Nagel’s persistence pays off with SailGP role
Emily Nagel’s plans of being involved in the new SailGP global series seemed dead in the water after her initial attempts to do so failed.
However, rather than give up hope, the Bermuda sailor volunteered her services as a performance data analyst for the series-opening regatta in Sydney, Australia, and dug deep into her own pockets to cover travel and accommodation expenses.
Her determination and sacrifice ultimately paid off as the Great Britain SailGP Team offered her an opportunity to serve the team in the same capacity, which she grasped with both hands.
“I knew I wanted to get involved with SailGP from the moment it was announced, but unfortunately I originally didn’t have much success getting into any of the teams,” she said. “All the shore teams are very small and were only looking for those who were highly experienced boatbuilders/riggers who would physically be working on the boat.
“At the end of the Volvo Ocean Race, I had started to get into performance data analysis, working for free for a few small teams in offshore sailing.
“In the lead-up to the Sydney SailGP event, I got in touch with the central SailGP service and the technical manager and arranged to intern for free with them in Sydney.

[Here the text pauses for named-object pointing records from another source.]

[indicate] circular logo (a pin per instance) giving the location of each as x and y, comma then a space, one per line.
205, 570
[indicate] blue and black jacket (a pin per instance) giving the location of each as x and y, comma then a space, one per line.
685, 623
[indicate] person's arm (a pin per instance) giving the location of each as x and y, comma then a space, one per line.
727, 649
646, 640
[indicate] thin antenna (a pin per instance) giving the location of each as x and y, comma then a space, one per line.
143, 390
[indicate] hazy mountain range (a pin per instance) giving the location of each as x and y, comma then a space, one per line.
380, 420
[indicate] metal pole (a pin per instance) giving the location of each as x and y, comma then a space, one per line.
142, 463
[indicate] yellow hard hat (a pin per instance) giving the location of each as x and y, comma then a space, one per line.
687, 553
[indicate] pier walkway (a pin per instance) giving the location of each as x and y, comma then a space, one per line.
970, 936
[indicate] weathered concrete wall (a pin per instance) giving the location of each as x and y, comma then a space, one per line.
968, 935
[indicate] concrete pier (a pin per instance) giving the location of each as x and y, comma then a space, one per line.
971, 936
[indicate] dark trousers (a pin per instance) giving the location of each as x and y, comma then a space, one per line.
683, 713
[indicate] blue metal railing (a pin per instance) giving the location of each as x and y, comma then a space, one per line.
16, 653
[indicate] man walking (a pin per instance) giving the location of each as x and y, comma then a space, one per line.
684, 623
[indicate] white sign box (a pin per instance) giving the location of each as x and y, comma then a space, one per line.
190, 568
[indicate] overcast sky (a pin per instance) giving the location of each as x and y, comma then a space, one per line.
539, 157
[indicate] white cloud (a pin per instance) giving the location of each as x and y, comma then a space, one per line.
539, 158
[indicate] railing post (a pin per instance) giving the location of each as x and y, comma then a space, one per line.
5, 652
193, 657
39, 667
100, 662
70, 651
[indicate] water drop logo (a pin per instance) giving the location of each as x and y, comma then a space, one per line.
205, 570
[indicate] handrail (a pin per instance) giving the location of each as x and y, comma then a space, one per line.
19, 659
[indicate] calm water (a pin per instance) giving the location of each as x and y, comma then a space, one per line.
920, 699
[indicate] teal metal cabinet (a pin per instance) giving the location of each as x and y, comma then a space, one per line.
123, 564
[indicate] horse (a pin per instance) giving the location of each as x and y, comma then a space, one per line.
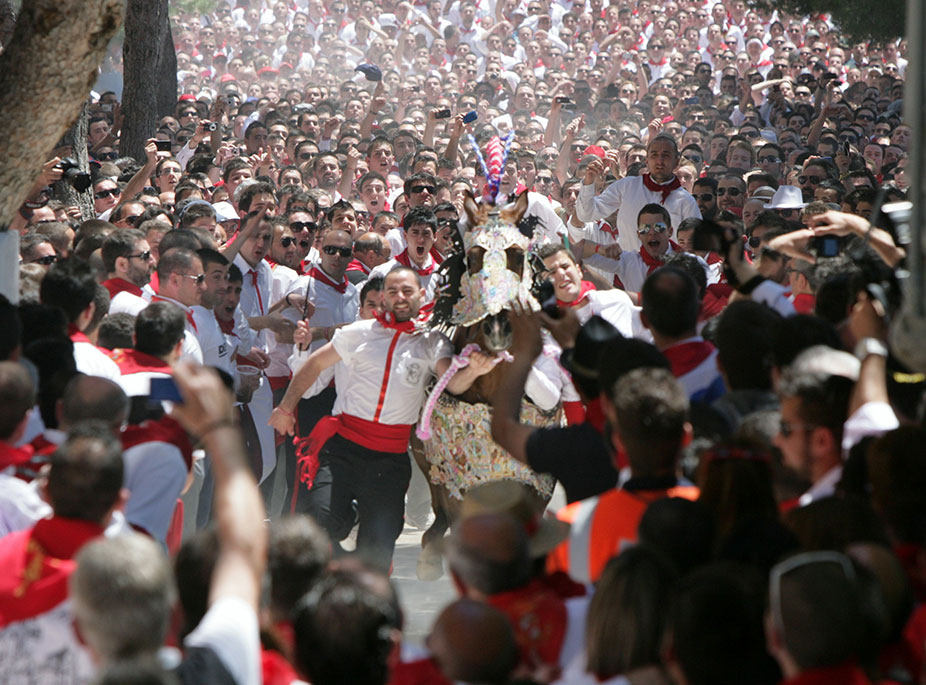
491, 268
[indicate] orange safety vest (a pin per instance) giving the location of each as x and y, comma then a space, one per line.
601, 527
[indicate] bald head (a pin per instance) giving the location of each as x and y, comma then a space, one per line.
473, 642
92, 397
489, 553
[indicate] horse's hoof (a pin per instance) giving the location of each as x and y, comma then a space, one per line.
430, 564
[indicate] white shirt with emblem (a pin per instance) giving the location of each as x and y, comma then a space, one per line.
387, 371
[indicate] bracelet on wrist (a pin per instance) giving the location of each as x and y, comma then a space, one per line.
216, 425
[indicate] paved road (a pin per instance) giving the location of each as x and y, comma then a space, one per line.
421, 601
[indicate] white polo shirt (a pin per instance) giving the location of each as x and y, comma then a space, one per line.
387, 371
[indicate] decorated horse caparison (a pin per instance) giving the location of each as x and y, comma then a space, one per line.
453, 446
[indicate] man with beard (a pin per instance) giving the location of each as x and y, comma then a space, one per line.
328, 175
129, 264
627, 196
361, 451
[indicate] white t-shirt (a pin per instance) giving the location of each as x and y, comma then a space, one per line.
387, 371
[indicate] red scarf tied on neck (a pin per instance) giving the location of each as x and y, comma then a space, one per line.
320, 275
403, 259
584, 289
664, 188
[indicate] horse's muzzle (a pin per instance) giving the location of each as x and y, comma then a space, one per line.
496, 330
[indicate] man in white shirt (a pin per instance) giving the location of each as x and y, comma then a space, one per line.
70, 285
181, 281
362, 452
627, 196
420, 229
129, 264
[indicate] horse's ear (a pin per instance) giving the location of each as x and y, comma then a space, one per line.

I arranged my own flights and accommodation, flew to the other side of the planet and spent two weeks trying to be as useful as possible and learning what exactly the teams needed from a data analyst.
“At the end of the Sydney event, I was offered a role as performance data analyst by Chris Draper and the SailGP GBR team. I was with the team in San Francisco and New York, and will be with them for the rest of the season.
“The role involves working as both the performance data analyst and helping out shoreside getting the boat ready every day, and giving the boatbuilders a hand when things go wrong.
“There is an incredible amount of data that comes off the boat.
“The boats are constantly evolving. Every day there are adjustments made to the coding data inside them. My job is to tell the guys how to get the most out of the boat.”
Draper, an Olympic medal-winner, 49er world champion and veteran of two America’s Cups, is the team’s manager, while former 49er world champion Dylan Fletcher is the helmsman.
“I love working with the GBR team; it is a great bunch of guys,” Nagel added.
Great Britain are third in the series standings, four points adrift of leaders Australia, and will host the next regatta in Cowes from August 10 to 11.
“I look forward to the next event in Cowes where hopefully they will push hard on home waters,” Nagel said.
The series is contested in the same high-performance 50-foot foiling catamarans used in the 35th America’s Cup hosted by Bermuda and which have since been upgraded and rebranded as the GP50.
“The GP50s are hands down the most technologically advanced boats on the water right now,” Nagel added. “The amount of time spent on the design and technology behind the boats is jaw-dropping.
“The shell of the boat is the same as when they raced in the America’s Cup in Bermuda, but all the foils and control systems have had a major upgrade taking these boats to a new level.”